Orthopedic research has also found its place in the bioprinting field. Before the use of bioprinting, bone tissue engineering consisted of seeding cells on prefabricated scaffolds designed to support cell growth and waiting for the construct to become functional [113]. Zhai et al. used bioprinting technology to evenly distribute cells throughout the scaffold, while using a combination of 2 bioinks to achieve cell viability of more than 95%. The first ink consisted of polyethylene glycol diacrylate (PEGDA) and laponite XLG nano clay. The second ink consisted of hyaluronic acid sodium salt and rat osteoblasts. The two inks were printed in alternating layers to create the scaffold. The PEGDA and clay ink made the scaffold mechanically stable, while the hyaluronic acid and osteoblast ink was utilized to ensure even cell distribution throughout the scaffold and increased cell viability [6]. Similarly to Zhai, Murphy et al. used a dual ink printing process to create a scaffold with alternating layers of polycaprolactone (PLC) and bioactive borate glass composite with adipose stem cells in a Matrigel solution. Both the Matrigel and the PLC and borate bioinks provided conditions that not only supported cell growth, but were also angiogenic, poststimulatory, and anti-microbial. The combination of these properties shows great promise for future work in the bone tissue engineering field [5]. Lui et al. developed a bioink consisting of oligo(poly[ethylene glycol] fumarate) (OPF) and gelatin to create porous scaffolds for osteoblasts and neuronal cells.
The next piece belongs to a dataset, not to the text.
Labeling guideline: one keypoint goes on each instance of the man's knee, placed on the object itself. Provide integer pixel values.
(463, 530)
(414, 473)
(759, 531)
The gelatin was added in various concentrations to make a hydrogel that was able to be continuously extruded during printing. The gelatin was dissolved when the printed construct was placed in cell culture media, which created a porous scaffold that allowed for nutrients to reach the encapsulated cells more easily. Both the osteoblasts and neuronal cells showed high cell viability and good proliferation [87]. While there have been many advances in 3D bioprinting bone and cartilage tissue constructs, challenges are still being faced when trying to tailor the degradation rate of the bioink with cell growth. Another challenge is recapitulating the complexity of native tissue in a 3D bioprinted construct [113].

5. Summary and conclusions

In summary, there are multiple bioprinter types that are compatible with different carbon- based bioinks, the most common being the extrusion bioprinter. The hydrogels used for bioinks all have shortcomings. For some, it is poor material properties that limit the bioink’s ability to be used when bioprinting large constructs because the bioink cannot support itself or the cellular activity that occurs within the construct. For others, it is limited or has no biocompatibility and biomimicry which inhibits cellular growth and proliferation, leading to cell death. In efforts to fix these shortcomings, two or more hydrogels are combined to form composite bioinks with good mechanical properties and good biological properties. Rheological testing has been used to determine if these bioinks are compatible with the bioprinting process, testing for material properties such as viscosity, yield stress, and viscoelasticity. These properties along with other printing parameters have been shown to affect the overall quality of the printed construct which is frequently called printability. There are many qualitative and quantitative definitions for printability as well as other commonly used terms like print accuracy and print fidelity. Some have introduced ways to quantify these values, but their methods are not widely used, making it difficult to compare printed constructs across multiple studies with different bioinks. Despite the lack of consensus on how best to describe the final printed construct, bioprinting has expanded into numerous areas of medicine, including drug development and testing, as well as cancer research.

Future research should focus on establishing standardized definitions and evaluation metrics for printed constructs to enable meaningful comparison across studies and to accelerate clinical translation.

Conflict of interest statement

The authors declare no conflict of interest.

Funding statement

This research received no external funding.